Il titolo preposto a questo articolo corrisponde a un trattatello su Maria scritto da un protestante, che è annoverato tra i padri fondatori della Riforma, Giovanni Ecolampadio (1482-1531).  Questo libretto è stato tradotto in italiano a cura dei Monfortani: «La lode di Dio in Maria» (il latino dice: «De laudando in Maria Deo»).

 

 

 

In realtà è sempre il «magnificat» che dà il tono alla teologia e all’autentica pietà mariana. Noi possiamo e dobbiamo magnificare Maria, perché ella stessa ha profetizzato: «tutte le generazioni mi proclameranno beata»; ma lei non trattiene per sé nessuna lode, tutto restituisce a Dio: «l’anima mia magnifica il Signore». Anche i fratelli non cattolici sono preoccupati solo di questo: che Dio sia sempre al primo posto, e che tutto termini veramente in lode di lui solo.

 

Nei primi secoli - oggi, forse, il paragone ci fa un po’ sorridere - i cristiani guardavano a Maria attraverso il simbolo della luna. La luce di Maria è luce riflessa; riceve e rimanda; illumina perché è illuminata. Il sole è Cristo; è Cristo la sorgente di tutto, del calore, della vita, della salvezza.

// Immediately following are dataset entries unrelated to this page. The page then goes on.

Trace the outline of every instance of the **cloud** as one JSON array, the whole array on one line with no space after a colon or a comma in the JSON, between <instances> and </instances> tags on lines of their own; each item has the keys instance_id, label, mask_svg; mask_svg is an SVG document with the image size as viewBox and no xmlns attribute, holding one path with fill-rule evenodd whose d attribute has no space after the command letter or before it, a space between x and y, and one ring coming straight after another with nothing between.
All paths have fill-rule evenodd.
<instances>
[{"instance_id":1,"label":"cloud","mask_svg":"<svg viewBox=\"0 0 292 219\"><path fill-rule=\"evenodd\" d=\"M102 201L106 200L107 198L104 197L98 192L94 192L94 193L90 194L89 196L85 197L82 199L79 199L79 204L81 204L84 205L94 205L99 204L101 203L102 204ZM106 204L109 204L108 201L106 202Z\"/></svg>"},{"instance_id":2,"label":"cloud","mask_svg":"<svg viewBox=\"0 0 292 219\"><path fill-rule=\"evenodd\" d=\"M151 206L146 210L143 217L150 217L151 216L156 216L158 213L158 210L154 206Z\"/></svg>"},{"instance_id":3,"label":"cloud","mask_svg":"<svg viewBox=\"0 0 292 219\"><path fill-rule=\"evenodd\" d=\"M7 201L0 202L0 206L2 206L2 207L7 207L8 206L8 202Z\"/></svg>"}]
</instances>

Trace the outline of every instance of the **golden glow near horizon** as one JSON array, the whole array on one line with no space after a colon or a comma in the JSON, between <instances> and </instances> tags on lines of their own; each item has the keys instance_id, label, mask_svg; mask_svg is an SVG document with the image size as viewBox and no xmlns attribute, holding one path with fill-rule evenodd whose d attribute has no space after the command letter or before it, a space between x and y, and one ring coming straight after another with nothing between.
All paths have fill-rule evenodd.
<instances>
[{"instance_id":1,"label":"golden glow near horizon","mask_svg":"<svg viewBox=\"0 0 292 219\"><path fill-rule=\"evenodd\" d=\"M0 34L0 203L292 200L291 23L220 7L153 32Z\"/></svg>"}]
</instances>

Se i destinatari siamo noi, è su noi che Maria riflette, poi, la sua dignità.

 

Ecco, appunto, le due stagioni della mariologia: in un primo e lungo tempo si è guardato a Maria come a specchio della grandezza di Gesù; ora, dal concilio Vaticano Il, si guarda a Maria come a specchio in cui rimirare noi, e cioè la chiesa. Maria e Cristo, Maria e la chiesa: potremmo dividere proprio in questo modo le due stagioni: la prima ormai conclusa, l’altra appena cominciata.

 

MARIA E CRISTO

 

Fino alle soglie del Vaticano II assistiamo ad una gara... tra Gesù e Maria. Qualche poeta sportivo... parlerebbe addirittura di una sorta di meraviglioso «campionato del mondo». Non faccia ridere tale. Il Dio della rivelazione biblica è un Dio che non solo si avvicina all’uomo, ma lo provoca a contendere con lui. Israele è qualcuno «che ha lottato con Dio». La libertà di Dio non ha paura, anzi sollecita la libertà dell’uomo. Il «disegno» di salvezza, è «progetto inventato da Dio», ma «messo nelle mani dell’uomo». Il mistero dell’incarnazione sancisce tale stretto rapporto che vincola Dio all’uomo e l’uomo a Dio.

 

Gesù si presenta col doppio titolo di vero «figlio di Dio» e di vero «figlio dell’uomo». Prendiamo in considerazione il realismo del secondo titolo: «figlio dell’uomo». In concreto Gesù è vero uomo, vero figlio della nostra razza umana, perché è vero figlio di Maria. Non è solo dono di Dio; è anche autentico dono di Maria. L’amore di Dio è passato attraverso l’amore di Maria; e certamente non come l’acqua scivola lungo canali e tubature, senza chiedere nulla alla loro partecipazione; Gesù arriva a noi come espressione di un amore divino che si è mescolato con l’amore umano di Maria, senza confusione ma attingendo veramente da esso. L’acqua deve arrivare a noi pura e senza assumere ingredienti dai canali attraverso cui passa; l’amore di Dio, invece, si fa storico e concreto proprio investendo l’amore umano, accogliendo nel suo cammino verso di noi il contributo espressivo di chi egli ha chiamato a farsi suo strumento.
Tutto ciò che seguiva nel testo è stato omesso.